Député de Gouin et instigateur de la lettre des jeunes députés péquistes, Nicolas Girard abonde dans le même sens. Quand il était à la barre du PQ, Jacques Parizeau ne souffrait pas les dissensions, rappelle-t-il. «Il avait défini une stratégie en 1995, et on a tous suivi. On lui demande maintenant de se rallier à ce qui a été adopté par les militants.»
Mais d'autres députés restent fidèles à l'ancien chef. C'est le cas notamment de Claude Cousineau, député de Bertrand: «J'ai un très grand respect pour M. Parizeau, il a été de tout temps un mentor. Son message est que tout le monde a le droit de parole au Québec. Il n'a pas à se faire dire par qui que ce soit: laissez-nous aller!»
«La lettre des députés qui se disent jeunes était très maladroite. M. Parizeau a fédéré beaucoup de militants avec sa réponse, observe Félix-Antoine Dumais-Michaud, vice-président dans Lévis. Il faut que le Parti québécois change, avec ou sans Mme Marois.»
Amphithéâtre de Québec
Dans la lettre publiée ce matin, sans jamais nommer Mme Marois, Jacques Parizeau qualifie de «gâchis» sa stratégie des derniers jours dans le dossier de l'amphithéâtre de Québec.

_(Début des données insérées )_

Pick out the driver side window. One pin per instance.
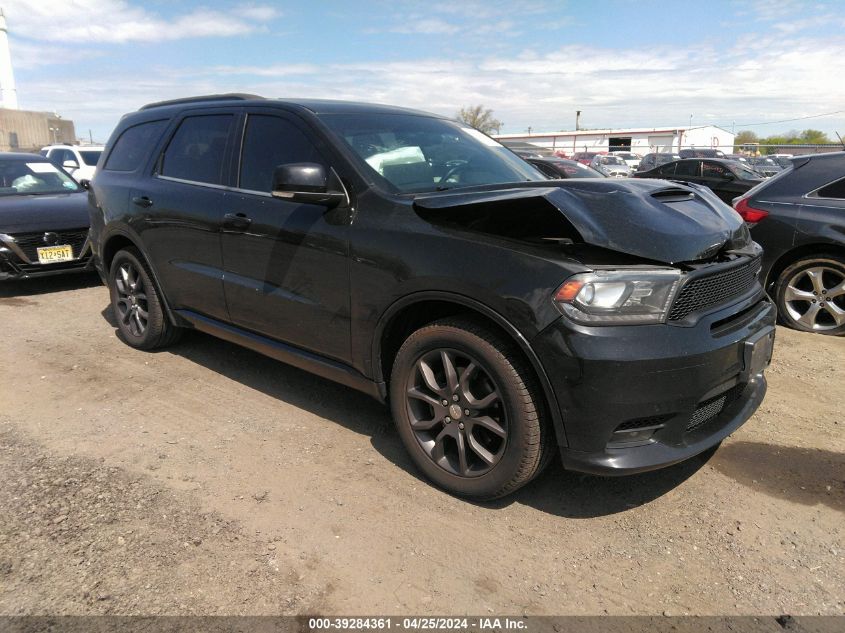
(270, 141)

Il la critique vertement pour avoir «ordonné» à tous les députés du Parti québécois d'appuyer le projet de loi 204 «alors que plusieurs d'entre eux éprouvaient de sérieux problèmes de conscience face aux dispositions de ce texte».
«Derrière cette incroyable comédie politique s'est joué le drame de ceux qui refusaient d'être muselés et d'avoir à trahir leurs principes; ils réclamaient leur liberté de parole», souligne M. Parizeau. La crise qui secoue le PQ vient aussi, selon lui, des entraves posées à la liberté de parole au dernier congrès du parti. «J'étais moi aussi persuadé que l'article 1 était beaucoup trop faible, l'objectif trop dilué, la démarche trop incertaine et, d'autre part, la liberté de parole, de discuter, de voter qui avait si longtemps été la réalité de mon parti me semblait bien malmenée», a-t-il écrit dans sa lettre.

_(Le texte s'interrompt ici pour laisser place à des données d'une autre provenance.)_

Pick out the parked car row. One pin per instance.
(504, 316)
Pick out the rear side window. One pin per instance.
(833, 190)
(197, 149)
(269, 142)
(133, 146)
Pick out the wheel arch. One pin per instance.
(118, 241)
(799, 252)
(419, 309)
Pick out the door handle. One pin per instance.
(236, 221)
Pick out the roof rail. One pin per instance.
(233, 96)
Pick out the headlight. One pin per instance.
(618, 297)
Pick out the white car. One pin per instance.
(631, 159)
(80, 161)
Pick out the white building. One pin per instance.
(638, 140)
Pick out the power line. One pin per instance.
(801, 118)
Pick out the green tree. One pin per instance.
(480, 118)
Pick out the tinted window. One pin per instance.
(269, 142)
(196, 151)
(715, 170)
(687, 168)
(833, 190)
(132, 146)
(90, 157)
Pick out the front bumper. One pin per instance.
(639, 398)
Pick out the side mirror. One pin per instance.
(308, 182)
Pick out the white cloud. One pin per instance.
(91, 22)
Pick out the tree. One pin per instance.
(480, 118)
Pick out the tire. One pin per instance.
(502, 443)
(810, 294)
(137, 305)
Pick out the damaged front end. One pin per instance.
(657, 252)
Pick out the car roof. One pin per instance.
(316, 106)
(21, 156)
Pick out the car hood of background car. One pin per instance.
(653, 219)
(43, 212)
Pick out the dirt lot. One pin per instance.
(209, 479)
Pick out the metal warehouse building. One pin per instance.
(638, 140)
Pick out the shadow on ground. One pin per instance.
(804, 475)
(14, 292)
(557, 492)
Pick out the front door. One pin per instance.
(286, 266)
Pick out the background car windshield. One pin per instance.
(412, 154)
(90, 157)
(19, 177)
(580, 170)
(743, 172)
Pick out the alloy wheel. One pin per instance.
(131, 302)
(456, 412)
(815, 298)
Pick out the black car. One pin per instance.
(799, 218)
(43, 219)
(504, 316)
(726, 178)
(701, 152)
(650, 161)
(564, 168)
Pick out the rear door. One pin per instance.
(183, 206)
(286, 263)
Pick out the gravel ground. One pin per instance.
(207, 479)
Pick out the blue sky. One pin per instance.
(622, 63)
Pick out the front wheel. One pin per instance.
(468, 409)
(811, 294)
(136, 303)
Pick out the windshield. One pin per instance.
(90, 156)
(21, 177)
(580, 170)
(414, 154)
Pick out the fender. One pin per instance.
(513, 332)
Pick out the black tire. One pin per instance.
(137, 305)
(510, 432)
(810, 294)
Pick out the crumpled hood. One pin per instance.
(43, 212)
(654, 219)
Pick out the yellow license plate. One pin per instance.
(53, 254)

«La démarche souverainiste a été appuyée par 1800 délégués, rétorque Nicolas Girard. Mme Lapointe, je l'ai vue à plusieurs micros, j'estime qu'elle a pu faire valoir son point de vue, et les gens en ont décidé autrement». Quant au projet de loi 204 sur l'amphithéâtre de Québec, «Mme Marois a admis qu'elle avait commis une erreur», dit-il.